Last Updated on 28 Agosto 2018 by CB
Che la fotografia fin dal suo nascere abbia contribuito in modo determinante alla costruzione delle fashion mass icons, in sinergia con la moda e il dandismo, è cosa notissima. Il saggio di Federica Muzzarelli isola di questo fenomeno sette personalità , sette miti moderni, e li racconta intrecciando le loro foto e la loro storia, a dimostrare come la gestione delle loro stesse ‘maschere’ abbia suscitato una suggestione estetica potente sull’immaginario comune.

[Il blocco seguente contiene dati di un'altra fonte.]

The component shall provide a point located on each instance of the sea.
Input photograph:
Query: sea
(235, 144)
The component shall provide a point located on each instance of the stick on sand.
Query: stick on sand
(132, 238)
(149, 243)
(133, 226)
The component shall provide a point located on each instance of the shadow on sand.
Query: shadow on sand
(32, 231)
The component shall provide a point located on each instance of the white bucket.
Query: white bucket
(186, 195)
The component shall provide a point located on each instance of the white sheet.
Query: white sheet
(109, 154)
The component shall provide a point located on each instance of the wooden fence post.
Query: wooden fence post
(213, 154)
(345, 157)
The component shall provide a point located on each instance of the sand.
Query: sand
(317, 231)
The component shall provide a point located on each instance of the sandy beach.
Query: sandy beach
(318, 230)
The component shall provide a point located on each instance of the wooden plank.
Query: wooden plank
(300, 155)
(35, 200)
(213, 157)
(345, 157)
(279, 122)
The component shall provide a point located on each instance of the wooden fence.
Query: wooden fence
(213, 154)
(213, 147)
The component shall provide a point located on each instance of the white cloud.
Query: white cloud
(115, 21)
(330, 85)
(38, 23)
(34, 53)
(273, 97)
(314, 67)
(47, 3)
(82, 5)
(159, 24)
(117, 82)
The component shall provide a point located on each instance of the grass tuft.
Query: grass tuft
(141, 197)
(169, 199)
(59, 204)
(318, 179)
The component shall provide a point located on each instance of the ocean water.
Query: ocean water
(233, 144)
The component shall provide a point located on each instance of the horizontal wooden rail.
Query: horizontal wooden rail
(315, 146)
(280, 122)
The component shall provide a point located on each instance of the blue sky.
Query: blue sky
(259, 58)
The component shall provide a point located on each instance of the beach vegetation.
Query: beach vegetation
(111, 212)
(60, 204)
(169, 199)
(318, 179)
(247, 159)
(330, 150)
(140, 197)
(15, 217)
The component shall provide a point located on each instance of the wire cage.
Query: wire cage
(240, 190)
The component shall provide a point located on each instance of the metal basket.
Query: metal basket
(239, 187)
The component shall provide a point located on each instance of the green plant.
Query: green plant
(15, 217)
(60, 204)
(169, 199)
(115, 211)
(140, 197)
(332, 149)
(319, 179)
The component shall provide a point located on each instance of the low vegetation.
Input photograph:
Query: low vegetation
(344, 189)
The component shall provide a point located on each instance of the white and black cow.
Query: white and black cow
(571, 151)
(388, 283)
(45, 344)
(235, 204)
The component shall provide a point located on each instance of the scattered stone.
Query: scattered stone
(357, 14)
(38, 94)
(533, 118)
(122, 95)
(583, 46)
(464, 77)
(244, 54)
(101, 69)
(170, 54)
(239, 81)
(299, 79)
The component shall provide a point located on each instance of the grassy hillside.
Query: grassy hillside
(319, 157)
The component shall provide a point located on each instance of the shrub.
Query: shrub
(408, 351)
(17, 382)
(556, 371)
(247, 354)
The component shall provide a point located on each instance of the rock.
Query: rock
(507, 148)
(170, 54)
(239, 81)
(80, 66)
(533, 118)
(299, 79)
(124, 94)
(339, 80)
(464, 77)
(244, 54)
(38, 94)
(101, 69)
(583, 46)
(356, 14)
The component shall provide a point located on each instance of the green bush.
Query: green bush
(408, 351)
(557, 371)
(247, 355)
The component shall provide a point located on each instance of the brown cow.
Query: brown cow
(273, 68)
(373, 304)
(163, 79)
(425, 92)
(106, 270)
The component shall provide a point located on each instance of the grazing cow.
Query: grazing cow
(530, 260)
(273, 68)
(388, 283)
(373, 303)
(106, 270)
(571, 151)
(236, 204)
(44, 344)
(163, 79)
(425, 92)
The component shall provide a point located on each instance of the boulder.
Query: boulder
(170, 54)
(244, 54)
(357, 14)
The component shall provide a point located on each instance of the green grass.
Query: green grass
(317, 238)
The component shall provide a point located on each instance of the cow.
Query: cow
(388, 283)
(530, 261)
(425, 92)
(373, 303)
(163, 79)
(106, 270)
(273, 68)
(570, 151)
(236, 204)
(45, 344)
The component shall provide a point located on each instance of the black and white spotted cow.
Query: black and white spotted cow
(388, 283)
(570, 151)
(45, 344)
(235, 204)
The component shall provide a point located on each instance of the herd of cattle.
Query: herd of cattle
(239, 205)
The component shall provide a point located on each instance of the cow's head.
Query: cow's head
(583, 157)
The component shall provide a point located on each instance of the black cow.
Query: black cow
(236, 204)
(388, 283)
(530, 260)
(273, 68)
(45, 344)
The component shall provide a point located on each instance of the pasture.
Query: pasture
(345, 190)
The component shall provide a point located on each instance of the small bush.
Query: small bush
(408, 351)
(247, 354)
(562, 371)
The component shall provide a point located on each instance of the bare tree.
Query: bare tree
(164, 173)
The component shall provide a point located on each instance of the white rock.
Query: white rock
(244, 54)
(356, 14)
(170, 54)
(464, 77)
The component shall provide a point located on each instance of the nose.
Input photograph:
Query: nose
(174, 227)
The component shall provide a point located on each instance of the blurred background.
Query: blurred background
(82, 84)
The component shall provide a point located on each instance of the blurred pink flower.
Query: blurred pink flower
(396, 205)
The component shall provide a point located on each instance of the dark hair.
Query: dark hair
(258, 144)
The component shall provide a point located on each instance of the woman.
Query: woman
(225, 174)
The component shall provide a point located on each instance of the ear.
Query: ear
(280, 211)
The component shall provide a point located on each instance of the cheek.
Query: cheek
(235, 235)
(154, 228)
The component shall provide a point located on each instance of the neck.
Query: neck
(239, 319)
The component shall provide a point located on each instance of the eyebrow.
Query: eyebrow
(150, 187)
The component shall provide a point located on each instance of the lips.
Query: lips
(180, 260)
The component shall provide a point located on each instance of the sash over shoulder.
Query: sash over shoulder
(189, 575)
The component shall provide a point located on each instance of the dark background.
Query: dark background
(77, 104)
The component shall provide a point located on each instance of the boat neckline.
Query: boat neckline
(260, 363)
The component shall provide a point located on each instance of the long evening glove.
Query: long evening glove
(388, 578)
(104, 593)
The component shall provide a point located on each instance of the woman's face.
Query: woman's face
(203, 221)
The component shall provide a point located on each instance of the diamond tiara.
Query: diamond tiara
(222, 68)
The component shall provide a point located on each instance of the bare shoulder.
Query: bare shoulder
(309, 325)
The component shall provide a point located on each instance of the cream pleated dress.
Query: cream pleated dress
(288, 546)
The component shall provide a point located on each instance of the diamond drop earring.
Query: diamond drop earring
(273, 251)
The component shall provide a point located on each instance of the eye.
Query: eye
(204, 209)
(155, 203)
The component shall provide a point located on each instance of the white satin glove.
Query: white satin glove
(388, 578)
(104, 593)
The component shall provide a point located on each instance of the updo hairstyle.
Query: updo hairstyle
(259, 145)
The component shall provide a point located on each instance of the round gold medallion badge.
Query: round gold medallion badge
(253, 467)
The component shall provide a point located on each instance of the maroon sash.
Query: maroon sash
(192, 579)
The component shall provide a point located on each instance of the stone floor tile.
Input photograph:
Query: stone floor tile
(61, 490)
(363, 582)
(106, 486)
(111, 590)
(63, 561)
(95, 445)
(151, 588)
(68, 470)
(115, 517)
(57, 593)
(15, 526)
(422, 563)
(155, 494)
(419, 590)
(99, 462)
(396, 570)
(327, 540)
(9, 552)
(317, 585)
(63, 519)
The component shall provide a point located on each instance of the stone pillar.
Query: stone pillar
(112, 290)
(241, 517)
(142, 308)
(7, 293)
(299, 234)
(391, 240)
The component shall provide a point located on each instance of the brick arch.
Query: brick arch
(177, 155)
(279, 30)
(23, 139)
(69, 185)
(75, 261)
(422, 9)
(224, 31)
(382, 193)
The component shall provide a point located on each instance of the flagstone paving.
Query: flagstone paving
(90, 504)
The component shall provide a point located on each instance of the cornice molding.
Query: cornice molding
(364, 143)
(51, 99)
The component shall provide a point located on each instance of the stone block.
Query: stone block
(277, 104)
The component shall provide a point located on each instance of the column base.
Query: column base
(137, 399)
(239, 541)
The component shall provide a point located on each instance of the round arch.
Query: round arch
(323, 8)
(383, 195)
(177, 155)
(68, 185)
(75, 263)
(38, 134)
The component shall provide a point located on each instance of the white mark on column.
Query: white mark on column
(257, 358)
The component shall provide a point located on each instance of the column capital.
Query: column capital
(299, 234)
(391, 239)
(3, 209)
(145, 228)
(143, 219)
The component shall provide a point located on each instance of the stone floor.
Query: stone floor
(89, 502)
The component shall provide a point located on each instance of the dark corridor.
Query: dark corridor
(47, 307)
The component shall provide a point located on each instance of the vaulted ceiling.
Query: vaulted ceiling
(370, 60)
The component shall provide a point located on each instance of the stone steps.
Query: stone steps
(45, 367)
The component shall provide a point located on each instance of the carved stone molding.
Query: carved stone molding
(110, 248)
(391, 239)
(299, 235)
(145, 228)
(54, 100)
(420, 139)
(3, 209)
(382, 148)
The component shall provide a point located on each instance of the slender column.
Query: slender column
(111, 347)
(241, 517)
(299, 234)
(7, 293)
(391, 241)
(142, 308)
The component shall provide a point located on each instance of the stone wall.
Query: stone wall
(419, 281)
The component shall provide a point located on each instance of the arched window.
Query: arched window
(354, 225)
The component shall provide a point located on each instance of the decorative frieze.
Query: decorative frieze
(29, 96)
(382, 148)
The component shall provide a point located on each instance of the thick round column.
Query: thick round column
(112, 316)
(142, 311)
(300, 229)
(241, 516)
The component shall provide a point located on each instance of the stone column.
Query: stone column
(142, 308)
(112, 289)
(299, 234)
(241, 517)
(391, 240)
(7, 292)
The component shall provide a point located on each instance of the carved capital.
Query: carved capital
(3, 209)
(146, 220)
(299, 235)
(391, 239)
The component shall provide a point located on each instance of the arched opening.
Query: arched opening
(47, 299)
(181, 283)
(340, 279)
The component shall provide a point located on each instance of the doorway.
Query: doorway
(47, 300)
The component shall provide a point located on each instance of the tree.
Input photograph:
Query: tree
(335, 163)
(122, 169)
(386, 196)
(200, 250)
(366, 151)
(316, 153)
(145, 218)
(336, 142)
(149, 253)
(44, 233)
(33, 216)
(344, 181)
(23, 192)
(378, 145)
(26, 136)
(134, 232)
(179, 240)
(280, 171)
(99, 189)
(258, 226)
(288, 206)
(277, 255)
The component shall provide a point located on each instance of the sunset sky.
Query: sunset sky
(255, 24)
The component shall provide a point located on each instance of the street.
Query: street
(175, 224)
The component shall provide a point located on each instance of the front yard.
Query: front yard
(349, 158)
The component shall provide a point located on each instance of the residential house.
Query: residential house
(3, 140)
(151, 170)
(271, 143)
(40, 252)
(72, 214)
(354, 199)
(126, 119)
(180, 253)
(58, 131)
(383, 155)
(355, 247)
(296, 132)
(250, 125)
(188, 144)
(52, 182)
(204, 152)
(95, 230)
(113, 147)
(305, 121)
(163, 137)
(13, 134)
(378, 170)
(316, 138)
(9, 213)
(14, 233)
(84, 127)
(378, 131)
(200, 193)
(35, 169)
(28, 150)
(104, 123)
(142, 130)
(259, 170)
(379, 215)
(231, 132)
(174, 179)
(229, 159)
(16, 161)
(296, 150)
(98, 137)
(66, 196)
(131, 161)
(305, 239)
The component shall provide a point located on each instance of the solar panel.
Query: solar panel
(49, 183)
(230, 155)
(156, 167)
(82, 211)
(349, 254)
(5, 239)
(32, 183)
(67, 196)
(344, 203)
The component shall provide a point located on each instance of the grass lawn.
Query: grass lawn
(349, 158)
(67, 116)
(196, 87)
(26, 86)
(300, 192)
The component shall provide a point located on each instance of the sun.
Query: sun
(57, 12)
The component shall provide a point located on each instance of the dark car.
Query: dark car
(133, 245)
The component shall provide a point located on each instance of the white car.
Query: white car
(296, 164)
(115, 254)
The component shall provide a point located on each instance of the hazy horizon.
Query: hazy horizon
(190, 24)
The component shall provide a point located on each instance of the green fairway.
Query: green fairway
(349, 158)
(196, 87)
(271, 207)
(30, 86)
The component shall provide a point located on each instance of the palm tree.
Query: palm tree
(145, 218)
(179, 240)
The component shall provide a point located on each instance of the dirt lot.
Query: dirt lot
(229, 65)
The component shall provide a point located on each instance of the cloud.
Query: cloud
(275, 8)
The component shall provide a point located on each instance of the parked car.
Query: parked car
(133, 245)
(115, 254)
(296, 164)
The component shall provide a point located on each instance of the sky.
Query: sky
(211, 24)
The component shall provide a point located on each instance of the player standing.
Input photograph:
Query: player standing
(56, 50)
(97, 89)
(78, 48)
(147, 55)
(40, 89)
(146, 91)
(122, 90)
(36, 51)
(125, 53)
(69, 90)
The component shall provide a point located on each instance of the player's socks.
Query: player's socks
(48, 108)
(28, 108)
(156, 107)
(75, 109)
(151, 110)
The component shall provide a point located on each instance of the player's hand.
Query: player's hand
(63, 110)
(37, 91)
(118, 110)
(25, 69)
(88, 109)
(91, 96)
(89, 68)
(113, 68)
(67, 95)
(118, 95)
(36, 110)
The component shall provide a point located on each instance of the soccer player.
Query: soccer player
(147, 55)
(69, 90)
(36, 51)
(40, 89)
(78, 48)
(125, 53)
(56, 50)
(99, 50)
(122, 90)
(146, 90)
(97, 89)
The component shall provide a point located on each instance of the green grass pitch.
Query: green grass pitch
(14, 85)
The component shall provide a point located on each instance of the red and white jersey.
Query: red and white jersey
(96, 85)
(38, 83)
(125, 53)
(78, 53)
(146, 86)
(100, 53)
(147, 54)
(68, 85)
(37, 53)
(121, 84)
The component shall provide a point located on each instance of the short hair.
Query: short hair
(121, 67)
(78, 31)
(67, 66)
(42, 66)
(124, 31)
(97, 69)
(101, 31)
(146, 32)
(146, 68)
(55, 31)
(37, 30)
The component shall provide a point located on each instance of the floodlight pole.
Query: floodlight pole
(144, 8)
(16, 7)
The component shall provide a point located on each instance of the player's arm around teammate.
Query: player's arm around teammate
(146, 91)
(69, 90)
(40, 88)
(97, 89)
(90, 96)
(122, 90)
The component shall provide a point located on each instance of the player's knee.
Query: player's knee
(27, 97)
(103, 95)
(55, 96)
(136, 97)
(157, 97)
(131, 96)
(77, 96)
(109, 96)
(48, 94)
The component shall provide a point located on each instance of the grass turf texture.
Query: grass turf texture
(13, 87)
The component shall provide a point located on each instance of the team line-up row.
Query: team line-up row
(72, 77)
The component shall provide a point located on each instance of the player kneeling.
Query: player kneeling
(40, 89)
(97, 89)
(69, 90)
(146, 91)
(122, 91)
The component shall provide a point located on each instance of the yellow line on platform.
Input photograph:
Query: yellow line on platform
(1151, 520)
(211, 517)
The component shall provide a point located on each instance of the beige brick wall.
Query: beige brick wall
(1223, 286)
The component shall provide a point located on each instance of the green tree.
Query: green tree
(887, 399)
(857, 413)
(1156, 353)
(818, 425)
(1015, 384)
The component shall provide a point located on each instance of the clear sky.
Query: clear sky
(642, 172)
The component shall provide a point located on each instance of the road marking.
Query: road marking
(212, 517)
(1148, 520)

Un esempio di questa costruzione iconica è dato da Cléo de Mérode, la nobile ballerina francese che verso la fine dell’Ottocento “sperimentò perprima cosa vuol dire essere lo stereotipo visivo popolare di massa imprigionato in un cliché da riprodurre come merce”. “Un fenomeno generato dalla diffusione della fotografia”, “dell’imposizione visiva nella moda (atteggiamento, stile, dettaglio vestimentario), strumento privilegiato del processo di massificazione”, scrive Muzzarelli. “La diffusione di massa è assicurata dai grandi moltiplicatori del mondo moderno. La star-merce non si usura né deperisce una volta consumata: la moltiplicazione delle sue immagini, lungi dall’alterarla, né aumenta il valore e la rende più desiderabile”.
In Greta Garbo, Marlene Dietrich, Marilyn Monroe, Grace Kelly, è il dettaglio fisico o di stile – proprio come prescrive il dettato dandy – il segno di riconoscimento dell’icona. “La storia del divismo conosce bene il meccanismo di individuazione e iterazione di un particolare fisico o vestimentario così da diventare feticcio visivo e identitario di una star: è stato così per le spalline di Gloria Swanson, per il look androgino di Marlene Dietrich, per il basco e i capelli da paggio di Greta Garbo…”, scrive l’autrice. Tra le icone descritte ci sono Baudelaire – dandy vestito di nero nelle fotografie dell’amico Nadar; Nijinsky dal fascino erotico ed esotico; Nancy Cunard, fotografata da Man Ray con bracciali feticcio; e poi l’eccentrico snob D’Annunzio, un brand dall’enorme potere mediatico. Ma non un dandy, perché non voleva ‘non farsi notare’, ma era piuttisto conformista nel vestire.

E poi c’è la Schwarzenbach, interessante esempio di stile androgino e del modernismo visivo. La scrittrice e fotografa svizzera errante, tormentata, si fa ritrarre spesso mentre si trova in viaggio, e nel ritratto fotografico riconquista uno spazio e ricostituisce un’identità.
La sua immagine trasgressiva e ambigua si impone all’attenzione di tutti. “Si dice che all’uscita del suo primo romanzo, Freunde um Bernhard, la foto di Annemarie che l’editore Amalthea aveva scelto per la copertina fosse di un fascino tale che qualcuno ruppe la vetrina della libreria, in cui il volume era esposto, per impossessarsene”.
“Vivo solo quando scrivo”, annota la Schwarzenbach. Ma anche la fotografia è molto importante per lei, nella duplice versione di fotografa e fotografata, che le permette di “mettere in scena il suo essere una new woman e insieme un’indiscutibile icona lesbo-chic”. La sua ricerca dell’altrove nelle fotografie si espirme come “die dunke Seite, il lato oscuro del fascino di Annemarie, quel velo di tristezza e di enigma che affascinava il mondo (nella foto non sorride quasi mai) e che fece dire a Roger Martin du Gard che gli era apparsa come un angelo inconsolabile. Non a caso seduce Klaus e Erika Mann – con il primo condivide le tendenze suicide e le droghe, alla seconda è legata da una profonda dipendenza psicologica – e lo stesso Thomas Mann ne fu sedotto.
Una instabilità esistenziale che si traduce nella fuga dalla “odiosa neutralità svizzera (sulla quale scriverà lucidi articoli) per percorrere le terre e i continenti in cerca di serenità e spiegazioni.
Viaggerà attraverso l’Asia, l’America e l’Africa, ogni volta con il miraggio di un impegno professionale giornalistico riconosciuto in Europa, e ogni volta anche per sfuggire inutilmente i fantasmi delle droghe e della dipendenza. Un errare appassionato che i suoi ritratti fotografici raccontano fino alla fine…
Insomma, come dice Marianne Breslauer, autrice del famoso ritratto sopra, scattato a Berlino nel 1932: “Non un essere vivente, ma un’opera d’arte”.